This will also mark the first World Cup not to be held in June or July; the tournament is instead scheduled for late November until mid-December. It is to be played in a reduced timeframe of around 28 days, with the final being held on 18 December 2022, which is also Qatar National Day.
Accusations of corruption have been made relating to how Qatar won the right to host the event. FIFA completed an internal investigation into these allegations and a report cleared Qatar of any wrongdoing, but the chief investigator Michael J. Garcia has since described FIFA's report on his inquiry as "materially incomplete and erroneous". On 27 May 2015, Swiss federal prosecutors opened an investigation into corruption and money laundering related to the awarding of the 2018 and 2022 World Cups.
On 7 June 2015, it was announced that Qatar would possibly no longer be eligible to host the event, if evidence of bribery was proven. According to Domenico Scala, the head of FIFA's Audit And Compliance Committee: "Should there be evidence that the awards to Qatar and Russia came only because of bought votes, then the awards could be cancelled".
Qatar has faced strong criticism due to the treatment of foreign workers involved in preparation for the World Cup, with Amnesty International referring to "forced labour" and stating that workers have been suffering human rights abuses, despite worker welfare standards being drafted in 2014.

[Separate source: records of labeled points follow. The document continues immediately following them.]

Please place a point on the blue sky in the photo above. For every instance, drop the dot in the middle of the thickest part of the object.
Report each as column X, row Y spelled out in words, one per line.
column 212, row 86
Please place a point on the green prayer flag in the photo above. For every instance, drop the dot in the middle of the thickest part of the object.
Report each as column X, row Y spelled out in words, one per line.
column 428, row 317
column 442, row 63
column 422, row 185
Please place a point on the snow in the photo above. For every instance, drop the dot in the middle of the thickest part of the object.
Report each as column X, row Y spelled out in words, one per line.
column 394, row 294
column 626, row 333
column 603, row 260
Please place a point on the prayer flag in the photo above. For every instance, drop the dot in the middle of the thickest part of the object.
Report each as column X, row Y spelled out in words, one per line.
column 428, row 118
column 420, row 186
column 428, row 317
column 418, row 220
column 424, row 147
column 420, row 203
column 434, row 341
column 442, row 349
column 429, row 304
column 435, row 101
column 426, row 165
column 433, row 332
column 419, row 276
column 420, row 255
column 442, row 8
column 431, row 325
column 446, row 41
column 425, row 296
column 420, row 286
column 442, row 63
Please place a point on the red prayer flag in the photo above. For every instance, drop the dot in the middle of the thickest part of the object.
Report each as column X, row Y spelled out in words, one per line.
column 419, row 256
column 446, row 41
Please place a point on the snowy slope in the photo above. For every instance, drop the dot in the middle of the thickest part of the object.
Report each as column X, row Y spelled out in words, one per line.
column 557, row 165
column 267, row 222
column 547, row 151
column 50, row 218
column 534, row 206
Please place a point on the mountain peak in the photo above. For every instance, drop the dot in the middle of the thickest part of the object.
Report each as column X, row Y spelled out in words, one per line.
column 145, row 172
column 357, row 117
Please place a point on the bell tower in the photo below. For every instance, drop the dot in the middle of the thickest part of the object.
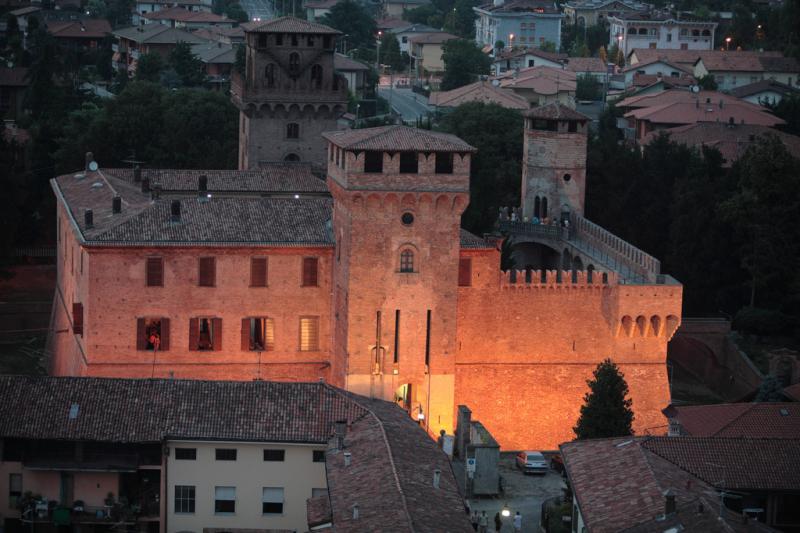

The bidding procedure to host the 2018 and 2022 FIFA World Cups began in January 2009, and national associations had until 2 February 2009 to register their interest. Initially, eleven bids were made for the 2018 FIFA World Cup, but Mexico later withdrew from proceedings, and Indonesia's bid was rejected by FIFA in February 2010 after the Indonesian Football Association failed to submit a letter of Indonesian government guarantee to support the bid. Indonesian officials had not ruled out a bid for the 2026 FIFA World Cup, until Qatar took the 2022 cup. During the bidding process, all non-UEFA nations gradually withdrew from the 2022 bids for the 2018 one, thus making the UEFA nations ineligible for the bid.